This is because the poorest parts of the world are growing faster than everywhere else; more babies are being born in the places where it’s hardest to lead a healthy and productive life. If current trends continue, the number of poor people in the world will stop falling—and could even start to rise.”

When one has the wherewithal such as the Gateses’ can muster to put their considerable wealth to a good cause in seeking to understand a difficult situation and search for an earnest solution, I think it calls for one to pay attention.

The couple describes themselves as big fans of the Sustainable Development Goals, which inspired establishment of the Goalkeepers initiative to accelerate progress toward them.

Thus the Data Report, which cites how progress in poverty eradication around the world has come in waves.

It notes how the first wave centred on China; the second wave centred on India.

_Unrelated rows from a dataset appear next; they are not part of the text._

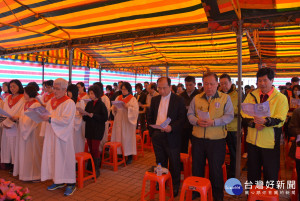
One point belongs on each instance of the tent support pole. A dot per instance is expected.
(43, 70)
(71, 50)
(239, 120)
(135, 77)
(100, 73)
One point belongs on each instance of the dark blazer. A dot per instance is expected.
(95, 126)
(176, 112)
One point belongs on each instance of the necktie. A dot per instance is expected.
(264, 98)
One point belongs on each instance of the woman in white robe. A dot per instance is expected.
(79, 137)
(124, 128)
(13, 105)
(58, 157)
(106, 102)
(29, 142)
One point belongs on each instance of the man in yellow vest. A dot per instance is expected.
(209, 112)
(263, 139)
(227, 88)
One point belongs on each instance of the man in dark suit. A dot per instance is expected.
(188, 95)
(167, 141)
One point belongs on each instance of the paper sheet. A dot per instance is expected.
(2, 119)
(34, 116)
(203, 115)
(118, 104)
(259, 110)
(2, 112)
(40, 110)
(163, 125)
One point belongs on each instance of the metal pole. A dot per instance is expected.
(135, 77)
(43, 70)
(100, 73)
(167, 71)
(239, 120)
(71, 50)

As a result of successes in Asia, the geography of poverty is changing: Extreme poverty is becoming heavily concentrated in sub-Saharan African countries.

Elsewhere, The Economist observes that the population of sub-Saharan Africa was 180 million in 1950. By 2050 it will be 2.2 billion, a surge that will not necessarily leave people without food but will hamper development.

86 per cent of the extremely poor people in the world are projected to live in south of the Sahara. Therefore, the world’s priority for the next three decades should be a third wave of poverty reduction in Africa.

Thus, as the Goalkeepers Report suggests, "To continue improving the human condition, our task now is to help create opportunities in Africa’s fastest-growing, poorest countries. This means investing in young people. Specifically, it means investing in their health and education, or what economists call ‘human capital.’”

Noting that nearly 60 per cent of Africans are under the age of 25, it explains how human capital, which includes knowledge and skills of the population, is a prerequisite for economic development.

Available data show that differences in health and education levels explain as much as 30 per cent of the variance in per capita GDP between countries.

Consider height, which is a proxy for better health. Studies suggest that every additional centimetre boosts a person’s income by 3.4 per cent. Similarly, every additional year of schooling boosts it by 8 per cent. When these individual effects are added up across a population, they can propel rapid economic growth.

To come back to my incensed friend in the social gathering, his indignation had nothing to do with the philosophical debates on altruism about whether charitable giving achieves its desired effects, or to what extent it need achieve to be declared effective. His was the unbridled African pride and sheer belief in our aptitude to overcome any adversity.

It seems to me the report is in agreement. In the introduction, it mentions the Gateses’ late friend Hans Rosling, the Swedish statistician and international health scholar, who they quote as having described people’s different standards of living using the metaphor of how they travel: From sandals to bicycles to cars to airplanes.

They observe that it may be difficult to imagine millions of young people in the world’s most impoverished countries climbing rapidly up the ladder of success described by Rosling. But the weakness is our imagination, not the young people.

It may be a catchy way of putting it, but it points to the collective need to assist our young people tap on their latent abilities.